8270100: Fix some inaccurate GC logging #4727

simonis · 2021-07-08T15:19:01Z

If running with -Xlog:gc+heap*=trace the JVM will print the extra per thread amount which is added to the new generation on resize:

[0,105s][debug][gc,ergo,heap ] GC(0) New generation size 34112K->34176K [eden=27392K,survivor=3392K]
[0,105s][trace][gc,ergo,heap ] GC(0) [allowed 0K extra for 0 threads]

Currently this will always print "0K extra for 0 threads" no matter how much extra space was added.
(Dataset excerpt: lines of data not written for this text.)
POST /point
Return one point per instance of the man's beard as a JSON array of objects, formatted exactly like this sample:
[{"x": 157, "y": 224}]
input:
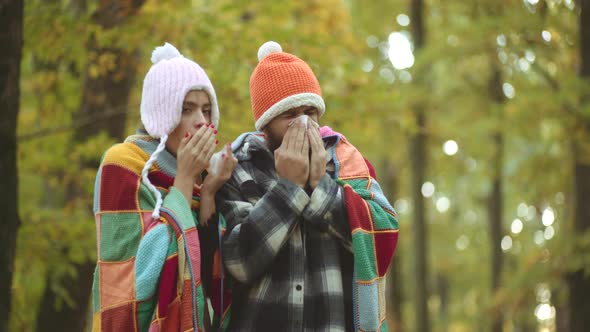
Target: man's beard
[{"x": 273, "y": 142}]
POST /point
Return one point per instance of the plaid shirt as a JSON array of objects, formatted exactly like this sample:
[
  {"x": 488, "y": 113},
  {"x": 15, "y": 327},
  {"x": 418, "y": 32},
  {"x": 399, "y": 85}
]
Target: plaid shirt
[{"x": 290, "y": 253}]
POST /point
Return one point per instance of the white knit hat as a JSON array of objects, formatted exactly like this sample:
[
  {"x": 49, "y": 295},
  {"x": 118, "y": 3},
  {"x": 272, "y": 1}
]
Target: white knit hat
[{"x": 165, "y": 86}]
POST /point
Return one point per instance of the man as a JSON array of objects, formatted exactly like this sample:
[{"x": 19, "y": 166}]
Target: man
[{"x": 309, "y": 233}]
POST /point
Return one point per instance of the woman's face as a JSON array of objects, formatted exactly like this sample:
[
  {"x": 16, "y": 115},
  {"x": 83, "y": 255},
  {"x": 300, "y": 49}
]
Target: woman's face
[{"x": 196, "y": 111}]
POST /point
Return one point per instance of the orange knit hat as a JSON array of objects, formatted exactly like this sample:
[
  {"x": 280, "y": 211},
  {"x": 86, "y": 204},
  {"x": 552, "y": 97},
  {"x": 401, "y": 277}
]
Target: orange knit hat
[{"x": 280, "y": 82}]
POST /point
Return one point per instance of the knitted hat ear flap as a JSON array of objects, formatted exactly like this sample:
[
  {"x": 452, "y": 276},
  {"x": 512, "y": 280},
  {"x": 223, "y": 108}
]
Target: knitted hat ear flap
[{"x": 146, "y": 180}]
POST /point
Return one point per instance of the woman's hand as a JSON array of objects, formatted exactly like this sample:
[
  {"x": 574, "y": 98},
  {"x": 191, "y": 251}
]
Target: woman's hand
[{"x": 193, "y": 157}]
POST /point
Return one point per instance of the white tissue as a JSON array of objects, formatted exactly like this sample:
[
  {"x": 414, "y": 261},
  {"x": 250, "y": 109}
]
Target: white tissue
[{"x": 215, "y": 162}]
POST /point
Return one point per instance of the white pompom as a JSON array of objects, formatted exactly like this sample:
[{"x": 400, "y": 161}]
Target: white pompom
[
  {"x": 165, "y": 52},
  {"x": 268, "y": 48}
]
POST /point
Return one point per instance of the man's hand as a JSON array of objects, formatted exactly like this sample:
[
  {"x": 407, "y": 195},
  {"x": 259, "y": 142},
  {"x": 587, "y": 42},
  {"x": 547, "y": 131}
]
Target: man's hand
[
  {"x": 292, "y": 157},
  {"x": 317, "y": 163}
]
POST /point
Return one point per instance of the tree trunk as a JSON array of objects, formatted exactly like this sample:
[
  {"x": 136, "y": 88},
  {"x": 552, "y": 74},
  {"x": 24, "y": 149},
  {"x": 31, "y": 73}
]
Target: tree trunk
[
  {"x": 103, "y": 108},
  {"x": 390, "y": 184},
  {"x": 495, "y": 205},
  {"x": 11, "y": 39},
  {"x": 418, "y": 164},
  {"x": 418, "y": 160},
  {"x": 443, "y": 291},
  {"x": 578, "y": 281}
]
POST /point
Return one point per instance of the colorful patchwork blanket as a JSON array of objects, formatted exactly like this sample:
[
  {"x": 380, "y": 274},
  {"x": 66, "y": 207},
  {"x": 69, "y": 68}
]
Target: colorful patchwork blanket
[
  {"x": 148, "y": 274},
  {"x": 374, "y": 227}
]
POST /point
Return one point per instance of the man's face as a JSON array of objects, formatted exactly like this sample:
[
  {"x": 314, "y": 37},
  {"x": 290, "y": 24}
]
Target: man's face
[{"x": 275, "y": 130}]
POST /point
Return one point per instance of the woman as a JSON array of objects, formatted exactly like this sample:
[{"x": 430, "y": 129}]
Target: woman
[{"x": 154, "y": 207}]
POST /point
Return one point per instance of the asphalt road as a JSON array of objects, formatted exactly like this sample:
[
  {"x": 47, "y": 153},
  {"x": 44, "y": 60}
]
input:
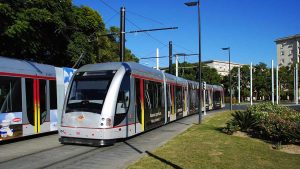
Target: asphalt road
[{"x": 47, "y": 152}]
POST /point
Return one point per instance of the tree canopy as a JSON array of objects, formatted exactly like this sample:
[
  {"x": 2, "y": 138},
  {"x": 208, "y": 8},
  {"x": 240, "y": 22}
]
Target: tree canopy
[{"x": 56, "y": 32}]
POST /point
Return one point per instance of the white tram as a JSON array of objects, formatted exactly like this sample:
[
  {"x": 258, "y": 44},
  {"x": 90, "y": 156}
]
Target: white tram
[
  {"x": 108, "y": 101},
  {"x": 31, "y": 96}
]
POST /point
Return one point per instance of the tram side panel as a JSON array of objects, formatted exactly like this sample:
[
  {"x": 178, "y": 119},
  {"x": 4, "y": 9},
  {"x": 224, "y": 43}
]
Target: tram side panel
[
  {"x": 63, "y": 78},
  {"x": 154, "y": 107},
  {"x": 11, "y": 107}
]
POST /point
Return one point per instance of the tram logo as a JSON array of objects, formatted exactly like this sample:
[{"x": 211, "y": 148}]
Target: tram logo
[{"x": 80, "y": 118}]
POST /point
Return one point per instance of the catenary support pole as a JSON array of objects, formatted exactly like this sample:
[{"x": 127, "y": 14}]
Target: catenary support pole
[
  {"x": 251, "y": 84},
  {"x": 272, "y": 70},
  {"x": 239, "y": 84},
  {"x": 277, "y": 88},
  {"x": 170, "y": 57},
  {"x": 157, "y": 58},
  {"x": 176, "y": 60},
  {"x": 296, "y": 73},
  {"x": 122, "y": 34}
]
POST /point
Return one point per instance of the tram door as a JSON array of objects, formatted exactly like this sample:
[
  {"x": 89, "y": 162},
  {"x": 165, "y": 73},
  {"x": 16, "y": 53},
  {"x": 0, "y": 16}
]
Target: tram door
[{"x": 36, "y": 106}]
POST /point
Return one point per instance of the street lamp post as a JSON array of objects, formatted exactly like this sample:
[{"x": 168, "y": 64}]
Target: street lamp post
[
  {"x": 197, "y": 3},
  {"x": 230, "y": 90}
]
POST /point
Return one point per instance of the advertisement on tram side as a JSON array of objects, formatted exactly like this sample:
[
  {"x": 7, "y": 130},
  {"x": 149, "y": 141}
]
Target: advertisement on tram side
[{"x": 10, "y": 125}]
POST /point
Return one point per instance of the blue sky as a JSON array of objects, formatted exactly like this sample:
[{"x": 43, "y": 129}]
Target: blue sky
[{"x": 249, "y": 27}]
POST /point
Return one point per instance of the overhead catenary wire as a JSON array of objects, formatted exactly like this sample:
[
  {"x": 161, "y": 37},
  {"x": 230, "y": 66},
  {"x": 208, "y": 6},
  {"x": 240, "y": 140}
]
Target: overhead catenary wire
[
  {"x": 146, "y": 18},
  {"x": 135, "y": 25}
]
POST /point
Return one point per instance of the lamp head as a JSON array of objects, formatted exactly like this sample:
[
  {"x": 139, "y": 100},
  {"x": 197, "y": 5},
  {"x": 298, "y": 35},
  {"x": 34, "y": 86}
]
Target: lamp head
[{"x": 191, "y": 3}]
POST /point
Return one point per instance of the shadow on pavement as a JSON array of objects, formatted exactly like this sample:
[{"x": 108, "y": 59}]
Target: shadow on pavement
[
  {"x": 134, "y": 148},
  {"x": 163, "y": 160}
]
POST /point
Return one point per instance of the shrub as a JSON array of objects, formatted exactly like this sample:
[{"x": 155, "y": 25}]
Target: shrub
[
  {"x": 272, "y": 122},
  {"x": 242, "y": 120}
]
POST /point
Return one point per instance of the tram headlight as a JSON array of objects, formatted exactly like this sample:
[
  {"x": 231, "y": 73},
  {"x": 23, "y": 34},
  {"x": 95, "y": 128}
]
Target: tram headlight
[{"x": 108, "y": 122}]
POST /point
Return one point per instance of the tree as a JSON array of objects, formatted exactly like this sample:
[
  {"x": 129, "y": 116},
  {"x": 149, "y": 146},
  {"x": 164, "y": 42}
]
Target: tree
[
  {"x": 55, "y": 32},
  {"x": 190, "y": 71}
]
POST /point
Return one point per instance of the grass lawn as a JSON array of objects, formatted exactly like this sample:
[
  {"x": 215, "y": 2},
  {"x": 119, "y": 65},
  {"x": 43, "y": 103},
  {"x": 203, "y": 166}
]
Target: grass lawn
[{"x": 205, "y": 146}]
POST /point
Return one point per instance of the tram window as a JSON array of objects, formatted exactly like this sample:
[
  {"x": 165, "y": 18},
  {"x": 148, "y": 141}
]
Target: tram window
[
  {"x": 53, "y": 95},
  {"x": 88, "y": 93},
  {"x": 10, "y": 94},
  {"x": 138, "y": 99},
  {"x": 179, "y": 97},
  {"x": 43, "y": 100},
  {"x": 30, "y": 100},
  {"x": 123, "y": 96}
]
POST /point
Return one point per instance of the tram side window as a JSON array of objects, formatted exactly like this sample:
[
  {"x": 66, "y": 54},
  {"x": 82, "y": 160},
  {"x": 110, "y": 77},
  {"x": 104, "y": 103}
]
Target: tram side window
[
  {"x": 179, "y": 97},
  {"x": 30, "y": 100},
  {"x": 53, "y": 95},
  {"x": 43, "y": 100},
  {"x": 10, "y": 94},
  {"x": 138, "y": 99},
  {"x": 123, "y": 96}
]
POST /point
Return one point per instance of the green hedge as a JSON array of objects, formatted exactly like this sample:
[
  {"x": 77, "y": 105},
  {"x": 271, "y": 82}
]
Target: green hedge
[{"x": 271, "y": 122}]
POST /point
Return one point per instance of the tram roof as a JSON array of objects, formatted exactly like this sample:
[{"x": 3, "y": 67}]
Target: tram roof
[{"x": 17, "y": 66}]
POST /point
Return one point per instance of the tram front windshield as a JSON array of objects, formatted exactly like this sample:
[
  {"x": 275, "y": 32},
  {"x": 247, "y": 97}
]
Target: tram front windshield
[{"x": 88, "y": 91}]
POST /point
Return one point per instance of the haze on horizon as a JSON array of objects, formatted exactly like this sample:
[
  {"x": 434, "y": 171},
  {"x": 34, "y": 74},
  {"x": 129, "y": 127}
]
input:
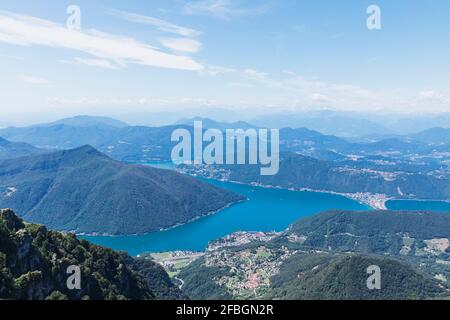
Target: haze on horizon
[{"x": 221, "y": 57}]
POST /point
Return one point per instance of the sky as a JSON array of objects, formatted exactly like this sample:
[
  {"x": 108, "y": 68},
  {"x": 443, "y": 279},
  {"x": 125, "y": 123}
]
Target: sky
[{"x": 142, "y": 56}]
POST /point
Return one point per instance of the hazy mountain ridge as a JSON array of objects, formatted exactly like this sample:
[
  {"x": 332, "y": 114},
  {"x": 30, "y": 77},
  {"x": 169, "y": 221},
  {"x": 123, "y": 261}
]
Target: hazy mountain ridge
[
  {"x": 9, "y": 150},
  {"x": 83, "y": 190}
]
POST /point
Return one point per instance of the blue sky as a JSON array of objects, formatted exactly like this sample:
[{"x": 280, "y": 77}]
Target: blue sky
[{"x": 150, "y": 56}]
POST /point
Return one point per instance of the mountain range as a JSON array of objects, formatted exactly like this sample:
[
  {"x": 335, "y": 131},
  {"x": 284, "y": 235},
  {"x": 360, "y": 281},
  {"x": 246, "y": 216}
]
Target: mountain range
[
  {"x": 300, "y": 172},
  {"x": 34, "y": 264},
  {"x": 84, "y": 191},
  {"x": 9, "y": 150},
  {"x": 326, "y": 257}
]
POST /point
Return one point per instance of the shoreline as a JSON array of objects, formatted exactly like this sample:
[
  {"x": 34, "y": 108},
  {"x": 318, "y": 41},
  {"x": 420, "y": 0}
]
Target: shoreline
[
  {"x": 373, "y": 201},
  {"x": 106, "y": 235}
]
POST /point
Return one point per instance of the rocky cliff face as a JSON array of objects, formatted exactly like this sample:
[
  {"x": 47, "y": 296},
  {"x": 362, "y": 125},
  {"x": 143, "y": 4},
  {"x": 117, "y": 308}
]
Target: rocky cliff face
[{"x": 34, "y": 264}]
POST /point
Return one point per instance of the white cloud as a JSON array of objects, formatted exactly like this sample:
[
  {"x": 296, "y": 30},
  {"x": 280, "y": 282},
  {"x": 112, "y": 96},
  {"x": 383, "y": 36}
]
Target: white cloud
[
  {"x": 161, "y": 25},
  {"x": 222, "y": 8},
  {"x": 26, "y": 30},
  {"x": 255, "y": 75},
  {"x": 181, "y": 44},
  {"x": 33, "y": 79},
  {"x": 99, "y": 63},
  {"x": 212, "y": 70}
]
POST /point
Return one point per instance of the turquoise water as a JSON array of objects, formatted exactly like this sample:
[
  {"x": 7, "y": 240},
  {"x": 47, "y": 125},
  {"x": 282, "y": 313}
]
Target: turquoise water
[
  {"x": 266, "y": 210},
  {"x": 418, "y": 205}
]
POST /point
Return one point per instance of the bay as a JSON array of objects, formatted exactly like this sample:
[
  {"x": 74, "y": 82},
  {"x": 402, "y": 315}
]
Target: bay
[
  {"x": 439, "y": 206},
  {"x": 265, "y": 210}
]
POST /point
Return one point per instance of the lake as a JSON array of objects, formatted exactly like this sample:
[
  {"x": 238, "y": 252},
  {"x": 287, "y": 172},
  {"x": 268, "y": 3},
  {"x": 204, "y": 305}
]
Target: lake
[
  {"x": 266, "y": 210},
  {"x": 439, "y": 206}
]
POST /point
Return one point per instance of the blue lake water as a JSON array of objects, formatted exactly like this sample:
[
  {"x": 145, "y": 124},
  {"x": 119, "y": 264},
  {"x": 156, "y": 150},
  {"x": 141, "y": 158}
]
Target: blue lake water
[
  {"x": 439, "y": 206},
  {"x": 266, "y": 210}
]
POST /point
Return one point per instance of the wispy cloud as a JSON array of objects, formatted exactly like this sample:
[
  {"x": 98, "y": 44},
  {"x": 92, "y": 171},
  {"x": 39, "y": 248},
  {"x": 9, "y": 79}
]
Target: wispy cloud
[
  {"x": 99, "y": 63},
  {"x": 224, "y": 9},
  {"x": 161, "y": 25},
  {"x": 33, "y": 79},
  {"x": 27, "y": 30},
  {"x": 181, "y": 44}
]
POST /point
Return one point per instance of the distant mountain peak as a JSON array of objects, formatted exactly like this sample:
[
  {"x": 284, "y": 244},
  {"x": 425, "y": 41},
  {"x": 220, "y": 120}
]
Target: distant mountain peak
[{"x": 87, "y": 121}]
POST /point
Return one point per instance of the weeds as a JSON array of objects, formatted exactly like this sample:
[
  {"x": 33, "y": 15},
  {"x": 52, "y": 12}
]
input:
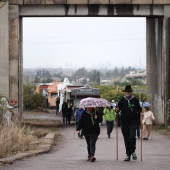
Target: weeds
[{"x": 14, "y": 139}]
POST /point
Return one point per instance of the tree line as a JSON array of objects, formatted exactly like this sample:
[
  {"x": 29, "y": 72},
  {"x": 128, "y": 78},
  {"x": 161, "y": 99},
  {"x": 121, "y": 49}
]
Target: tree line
[{"x": 93, "y": 75}]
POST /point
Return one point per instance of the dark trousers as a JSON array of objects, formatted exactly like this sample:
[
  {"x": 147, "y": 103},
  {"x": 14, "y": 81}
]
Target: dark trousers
[
  {"x": 57, "y": 109},
  {"x": 138, "y": 130},
  {"x": 81, "y": 132},
  {"x": 91, "y": 144},
  {"x": 110, "y": 126},
  {"x": 129, "y": 134}
]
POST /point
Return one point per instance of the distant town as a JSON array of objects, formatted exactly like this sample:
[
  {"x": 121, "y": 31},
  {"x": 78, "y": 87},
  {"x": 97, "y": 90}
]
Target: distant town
[{"x": 83, "y": 76}]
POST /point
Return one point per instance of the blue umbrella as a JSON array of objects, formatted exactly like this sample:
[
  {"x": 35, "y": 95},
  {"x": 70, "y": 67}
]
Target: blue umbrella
[{"x": 145, "y": 104}]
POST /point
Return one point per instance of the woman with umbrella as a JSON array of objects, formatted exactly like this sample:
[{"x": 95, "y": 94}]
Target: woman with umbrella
[
  {"x": 89, "y": 123},
  {"x": 147, "y": 120}
]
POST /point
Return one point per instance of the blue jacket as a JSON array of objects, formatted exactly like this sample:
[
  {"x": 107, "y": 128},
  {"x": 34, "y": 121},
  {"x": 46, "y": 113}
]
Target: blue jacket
[{"x": 78, "y": 114}]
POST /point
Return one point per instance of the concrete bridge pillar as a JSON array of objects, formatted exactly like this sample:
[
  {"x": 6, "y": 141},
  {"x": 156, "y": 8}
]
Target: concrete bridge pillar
[
  {"x": 15, "y": 56},
  {"x": 158, "y": 63},
  {"x": 4, "y": 50}
]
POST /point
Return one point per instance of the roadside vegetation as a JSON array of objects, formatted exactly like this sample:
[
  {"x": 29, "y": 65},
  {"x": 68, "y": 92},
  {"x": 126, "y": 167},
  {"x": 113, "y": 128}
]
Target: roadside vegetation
[{"x": 14, "y": 139}]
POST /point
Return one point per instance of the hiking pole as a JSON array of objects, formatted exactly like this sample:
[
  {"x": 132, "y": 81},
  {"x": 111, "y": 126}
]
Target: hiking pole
[
  {"x": 117, "y": 137},
  {"x": 75, "y": 127},
  {"x": 141, "y": 132},
  {"x": 118, "y": 99}
]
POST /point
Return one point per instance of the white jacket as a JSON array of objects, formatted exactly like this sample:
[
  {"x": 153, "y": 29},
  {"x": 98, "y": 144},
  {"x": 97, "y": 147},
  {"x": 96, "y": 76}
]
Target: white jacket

Also, the shrink factor will always be printed to be 0%, even if we run with -XX:-ShrinkHeapInSteps which pins the shrink factor at 100%:

[13,213s][trace][gc,heap ] GC(34) shrink_bytes: 463564,0K current_shrink_factor: 0 new shrink factor: 0 _min_heap_delta_bytes: 192,0K
[13,239s][trace][gc,heap ] GC(34) Shrinking tenured generation from 531852K to 68288K

The fix is trivial.

Progress

Change must not contain extraneous whitespace
Commit message must refer to an issue
Change must be properly reviewed

Issue

JDK-8270100: Fix some inaccurate GC logging

Reviewers

Albert Mingkun Yang (@albertnetymk - Committer)
Thomas Schatzl (@tschatzl - Reviewer)

Reviewing

Using git

Checkout this PR locally:
$ git fetch https://git.openjdk.java.net/jdk pull/4727/head:pull/4727
$ git checkout pull/4727

Update a local copy of the PR:
$ git checkout pull/4727
$ git pull https://git.openjdk.java.net/jdk pull/4727/head

Using Skara CLI tools

Checkout this PR locally:
$ git pr checkout 4727

View PR using the GUI difftool:
$ git pr show -t 4727

Using diff file

Download this PR as a diff file:
https://git.openjdk.java.net/jdk/pull/4727.diff

bridgekeeper · 2021-07-08T15:19:24Z

👋 Welcome back simonis! A progress list of the required criteria for merging this PR into master will be added to the body of your pull request. There are additional pull request commands available for use with this pull request.

openjdk · 2021-07-08T15:21:13Z

@simonis The following label will be automatically applied to this pull request:

hotspot-gc

When this pull request is ready to be reviewed, an "RFR" email will be sent to the corresponding mailing list. If you would like to change these labels, use the /label pull request command.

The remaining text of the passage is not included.